Trend Prediction and Distributed Pattern Matching for M2M Data

PI : Prof. Shou-De Lin

Champion: Dr. Phillip B Gibbons



Sensor networks can provide rich contextual information about an environment which can be utilized to detect or predict events useful for making decisions in a given system. This is a clear departure from past systems which relied heavily on domain expert knowledge. In this work, the emphasis is on learning from data, and while the increase in number and diversity of sensors (and thus data sources) which makes this approach possible has opened the door to new applications, it has also introduced many fresh research challenges. Our group aims to develop a general model for Heterogeneous Sensor Networks (HSNs) which addresses these issues.



Event Detection/Prediction

We are designing a general event prediction model for heterogeneous sensor networks. This model is capable of predicting the occurrence of an event as well as its space/time position. For example, consider a traffic application. Given sensor data related to road conditions, we can predict where and when a traffic jam may occur as well as the probability of this occurrence.

Sensor Fault DetectionIn

a large-scale deployment of sensors, it is inevitable that there will be point failures and aberrations within the network. To address this issue, we are designing a framework for HSN-based anomaly detection. Using this framework, we can predict quantitatively which sensors have failed or malfunctioned.



Uniform Representation

 In an HSN environment, sensor type and data format (including meta-data) may be non-uniform throughout the network. How can these disparate data sources be efficiently and effectively normalized such that they can be used to facilitate event prediction?

Capturing Dependencies

In data mining of HSNs, the independent and identically distributed (i.i.d.) condition not only cannot be assumed, we almost certainly have that there is a dependency between the observations of a given sensor AND the observations between different sensors. How can these dependencies best be leveraged to identify malfunctioning sensors?

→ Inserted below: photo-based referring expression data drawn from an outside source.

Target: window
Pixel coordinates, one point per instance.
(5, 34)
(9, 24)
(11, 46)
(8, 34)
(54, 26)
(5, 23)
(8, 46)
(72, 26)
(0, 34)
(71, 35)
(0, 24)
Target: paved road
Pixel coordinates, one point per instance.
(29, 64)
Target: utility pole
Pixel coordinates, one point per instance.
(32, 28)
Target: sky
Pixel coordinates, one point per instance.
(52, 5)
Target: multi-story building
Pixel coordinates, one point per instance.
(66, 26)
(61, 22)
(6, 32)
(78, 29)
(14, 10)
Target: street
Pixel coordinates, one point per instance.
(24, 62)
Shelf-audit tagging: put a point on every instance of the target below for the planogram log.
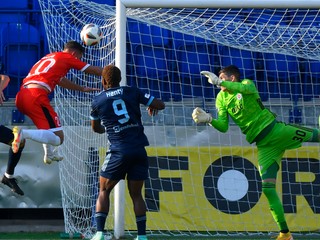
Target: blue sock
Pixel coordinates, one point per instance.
(141, 224)
(101, 221)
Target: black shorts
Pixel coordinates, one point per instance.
(6, 135)
(130, 163)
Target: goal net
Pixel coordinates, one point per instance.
(201, 182)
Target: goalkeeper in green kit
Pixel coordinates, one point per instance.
(240, 100)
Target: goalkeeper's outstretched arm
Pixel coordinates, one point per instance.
(200, 116)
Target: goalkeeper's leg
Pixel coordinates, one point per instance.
(269, 189)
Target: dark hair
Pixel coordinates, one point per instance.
(111, 76)
(74, 45)
(231, 70)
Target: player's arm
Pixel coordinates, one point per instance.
(4, 81)
(155, 106)
(97, 127)
(95, 70)
(95, 119)
(222, 121)
(245, 87)
(68, 84)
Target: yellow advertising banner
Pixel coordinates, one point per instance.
(219, 189)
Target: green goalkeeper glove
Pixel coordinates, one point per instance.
(200, 116)
(212, 78)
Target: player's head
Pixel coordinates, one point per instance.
(229, 73)
(111, 77)
(74, 48)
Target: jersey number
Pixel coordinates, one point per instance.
(119, 108)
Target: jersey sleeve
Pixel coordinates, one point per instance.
(246, 86)
(144, 98)
(76, 63)
(222, 121)
(94, 110)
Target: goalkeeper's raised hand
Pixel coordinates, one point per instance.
(212, 78)
(200, 116)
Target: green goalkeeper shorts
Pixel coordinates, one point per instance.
(282, 137)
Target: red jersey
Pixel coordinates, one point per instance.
(51, 68)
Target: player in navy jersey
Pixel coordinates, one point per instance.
(116, 111)
(6, 137)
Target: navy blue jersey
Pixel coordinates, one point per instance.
(119, 112)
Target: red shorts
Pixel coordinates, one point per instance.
(35, 103)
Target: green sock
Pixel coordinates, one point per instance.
(276, 208)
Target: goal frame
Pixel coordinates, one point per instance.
(120, 56)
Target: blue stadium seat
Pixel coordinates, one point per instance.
(193, 55)
(311, 79)
(282, 73)
(244, 60)
(14, 4)
(151, 70)
(141, 33)
(21, 49)
(192, 59)
(12, 17)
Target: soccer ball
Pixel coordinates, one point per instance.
(91, 34)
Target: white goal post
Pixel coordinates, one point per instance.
(202, 182)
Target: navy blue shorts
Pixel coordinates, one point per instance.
(130, 163)
(6, 135)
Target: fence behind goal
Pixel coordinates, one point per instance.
(201, 182)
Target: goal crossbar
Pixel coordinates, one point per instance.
(221, 4)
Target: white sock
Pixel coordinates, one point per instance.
(41, 136)
(8, 175)
(48, 149)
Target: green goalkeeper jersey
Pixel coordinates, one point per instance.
(243, 104)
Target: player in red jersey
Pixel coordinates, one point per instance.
(33, 101)
(6, 137)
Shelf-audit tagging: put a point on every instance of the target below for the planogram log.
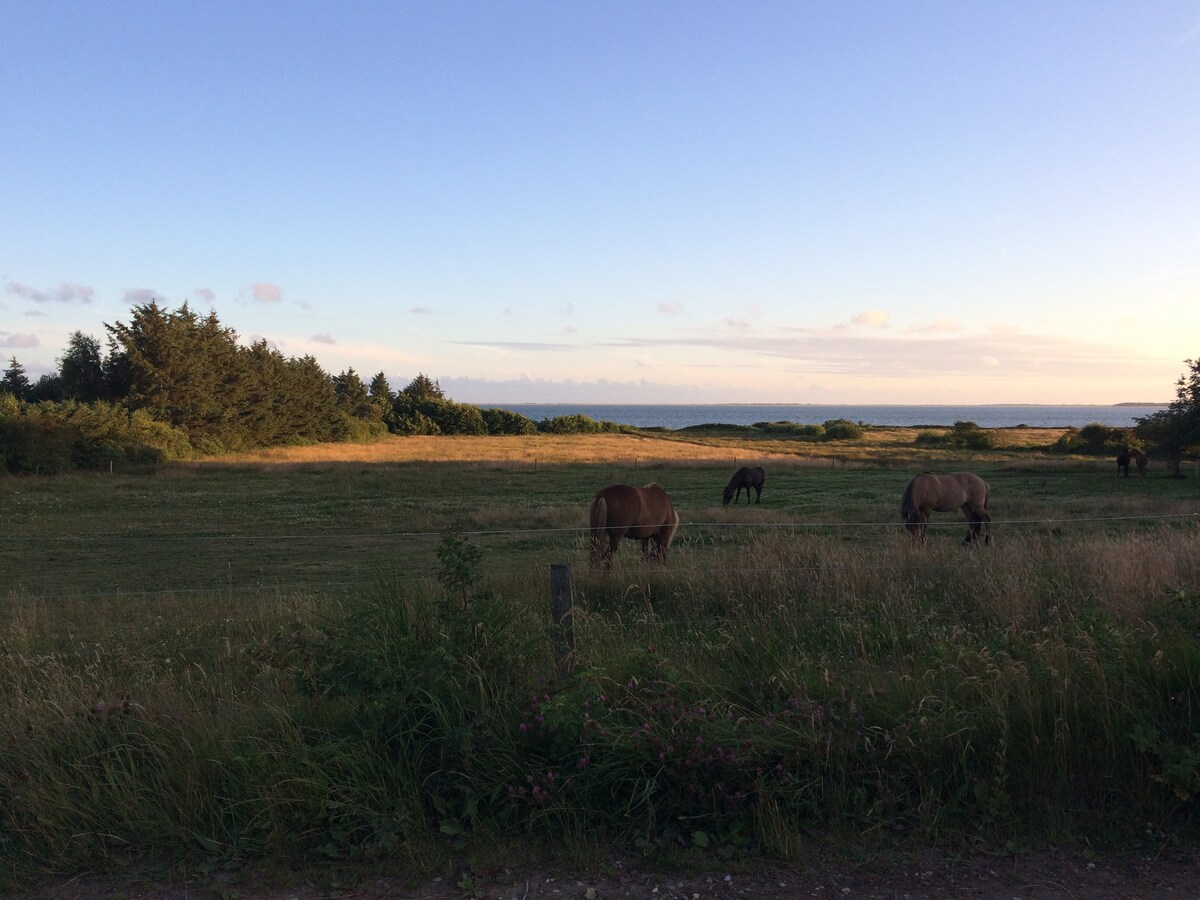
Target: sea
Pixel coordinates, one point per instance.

The large number of sensors involved in a given system as well as the frequency at which observations are taken combine to yield vast (and perhaps distributed) datasets which, in turn, invoke ever increasing computational complexity. How should one best address these issues?

Uncertainty and Noise

Data in HSNs is especially subject to noise and uncertainty. Does a given observation accurately reflect the measurand? With what certainty can we answer the previous question? How should missing data be handled?

Domain Knowledge

As HSNs are often deployed with some events or scenarios in mind, domain knowledge has in the past played an important role in the detect or prediction of events in the system. It is important when designing a general model for event prediction, however, that the methods not be tied to one specific application, but rather be extensible to a wide range of scenarios while being able to incorporate domain knowledge as needed.